A visitor posing for a photo with Anna Boghiguian's work The Salt Traders at the 14th Istanbul Biennial on Oct 28, 2015. PHOTO: REUTERS

ISTANBUL (Reuters) - Disparate ideas like a sea-borne zoo, an Aboriginal peace treaty and the lost birdsong of a ruined Armenian capital form a cohesive body of work at this year's Istanbul Biennial, a top international art show taking place in turbulent times.

Saltwater: A Theory of Thought Forms, curated by United States-based art historian Carolyn Christov-Bakargiev, is inspired by the waterways that shape this ancient city. The sprawling show is set in 36 venues, stretching from a Black Sea lighthouse to the island refuge of the Russian revolutionary Leon Trotsky.

The title also evokes salt's dual nature to heal and corrode.

"Salt is my way of speaking about power," said Christov-Bakargiev. "Art does not belong to one side or the other.
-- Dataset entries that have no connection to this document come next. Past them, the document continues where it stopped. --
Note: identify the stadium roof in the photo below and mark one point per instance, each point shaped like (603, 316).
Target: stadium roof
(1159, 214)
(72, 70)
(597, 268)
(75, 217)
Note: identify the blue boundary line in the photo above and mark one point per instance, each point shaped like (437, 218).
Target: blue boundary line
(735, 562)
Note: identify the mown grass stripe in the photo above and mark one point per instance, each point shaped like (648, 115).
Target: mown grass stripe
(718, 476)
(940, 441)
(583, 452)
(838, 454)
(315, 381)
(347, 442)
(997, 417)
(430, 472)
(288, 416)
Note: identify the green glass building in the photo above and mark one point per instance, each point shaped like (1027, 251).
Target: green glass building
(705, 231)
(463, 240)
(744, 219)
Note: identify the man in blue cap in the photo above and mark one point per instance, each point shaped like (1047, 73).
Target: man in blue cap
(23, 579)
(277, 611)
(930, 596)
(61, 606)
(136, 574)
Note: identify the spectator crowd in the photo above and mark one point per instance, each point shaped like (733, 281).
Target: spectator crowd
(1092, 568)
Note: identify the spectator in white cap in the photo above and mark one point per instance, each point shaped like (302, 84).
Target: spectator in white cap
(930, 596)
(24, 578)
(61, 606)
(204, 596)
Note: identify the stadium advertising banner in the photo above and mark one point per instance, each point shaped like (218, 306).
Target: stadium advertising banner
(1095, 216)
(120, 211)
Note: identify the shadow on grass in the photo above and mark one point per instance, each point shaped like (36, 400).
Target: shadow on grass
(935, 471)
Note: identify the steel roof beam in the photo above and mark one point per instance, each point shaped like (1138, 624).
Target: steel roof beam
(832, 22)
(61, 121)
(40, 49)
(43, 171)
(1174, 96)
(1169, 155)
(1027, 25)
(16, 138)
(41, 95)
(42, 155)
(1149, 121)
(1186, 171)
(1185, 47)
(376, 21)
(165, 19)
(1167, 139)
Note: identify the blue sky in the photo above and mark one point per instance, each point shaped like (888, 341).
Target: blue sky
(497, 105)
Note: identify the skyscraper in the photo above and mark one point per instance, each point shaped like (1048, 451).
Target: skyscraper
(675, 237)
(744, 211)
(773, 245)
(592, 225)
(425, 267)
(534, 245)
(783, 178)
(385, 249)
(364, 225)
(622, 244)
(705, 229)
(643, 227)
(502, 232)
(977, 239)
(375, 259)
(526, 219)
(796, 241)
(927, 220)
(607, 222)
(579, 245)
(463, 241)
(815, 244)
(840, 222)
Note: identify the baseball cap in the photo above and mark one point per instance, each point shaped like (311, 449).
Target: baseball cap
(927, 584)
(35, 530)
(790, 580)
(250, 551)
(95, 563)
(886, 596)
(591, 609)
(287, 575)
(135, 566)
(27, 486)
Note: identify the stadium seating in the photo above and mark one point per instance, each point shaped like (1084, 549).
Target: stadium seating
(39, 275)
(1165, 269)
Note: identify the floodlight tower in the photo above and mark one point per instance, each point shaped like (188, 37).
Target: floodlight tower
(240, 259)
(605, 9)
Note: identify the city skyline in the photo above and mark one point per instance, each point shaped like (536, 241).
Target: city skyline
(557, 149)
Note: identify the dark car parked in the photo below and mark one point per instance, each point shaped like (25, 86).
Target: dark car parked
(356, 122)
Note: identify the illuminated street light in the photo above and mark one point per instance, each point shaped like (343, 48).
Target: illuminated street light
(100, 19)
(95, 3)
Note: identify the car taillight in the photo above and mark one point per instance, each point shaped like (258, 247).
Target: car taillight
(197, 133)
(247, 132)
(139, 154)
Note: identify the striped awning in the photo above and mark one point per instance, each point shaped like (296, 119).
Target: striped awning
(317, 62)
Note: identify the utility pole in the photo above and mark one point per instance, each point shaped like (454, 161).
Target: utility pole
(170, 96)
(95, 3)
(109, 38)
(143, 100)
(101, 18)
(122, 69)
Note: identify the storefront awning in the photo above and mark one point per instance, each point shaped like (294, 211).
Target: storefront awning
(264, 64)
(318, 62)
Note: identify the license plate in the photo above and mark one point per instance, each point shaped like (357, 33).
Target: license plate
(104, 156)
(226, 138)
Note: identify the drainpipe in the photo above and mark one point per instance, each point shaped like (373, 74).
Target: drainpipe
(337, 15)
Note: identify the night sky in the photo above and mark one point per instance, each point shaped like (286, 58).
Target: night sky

It serves a third: people."

The biennial, now in its 14th edition, opened last month against a backdrop of violence.

Fighting between the Turkish army and the outlawed Kurdistan Workers Party that erupted suddenly in July wrecked a tenuous peace process. A suicide bombing blamed on the Islamic State killed 102 people in the capital this month ahead of an election on Sunday. War in Syria has also sparked an influx of 2 million refugees, tens of thousands of whom have made the treacherous voyage to Europe.

The upheaval has not frightened off art crowds that reached a record 450,000 this week. They stop at bathhouses, hotels and garages in a kind of scavenger hunt for art through the city.

Christov-Bakargiev said art is most vital in times of strife. "I am interested in working in conflict zones."

Most references to nearby conflicts, however, are deliberately oblique, and Christov-Bakargiev bristled at art-world criticism that the show glosses over Turkey's current problems. "You shed light on the present by looking at the past," she said.

Artist Djambawa Marawili, a 62-year-old aboriginal Australian participating in the biennial, is exhibiting his own work as well as rare artefacts from his Yolngu people, including a graphic that served as a treaty with white settlers in 1935.

Marawili said: "I can see there are reasons for conflict here. By bringing our art all this way, maybe we can open eyes and minds. Making peace is what we do with art."

In another exhibit, a dozen artists examine the massacres of Armenians by Ottoman Turks early in the last century. The showcase includes Belgian-born Francis Alys' black-and-white video The Silence of Ani, in which children play among the ghostly ruins of Ani, the former seat of the Armenian kingdom, using whistles to imitate the area's lost bird species.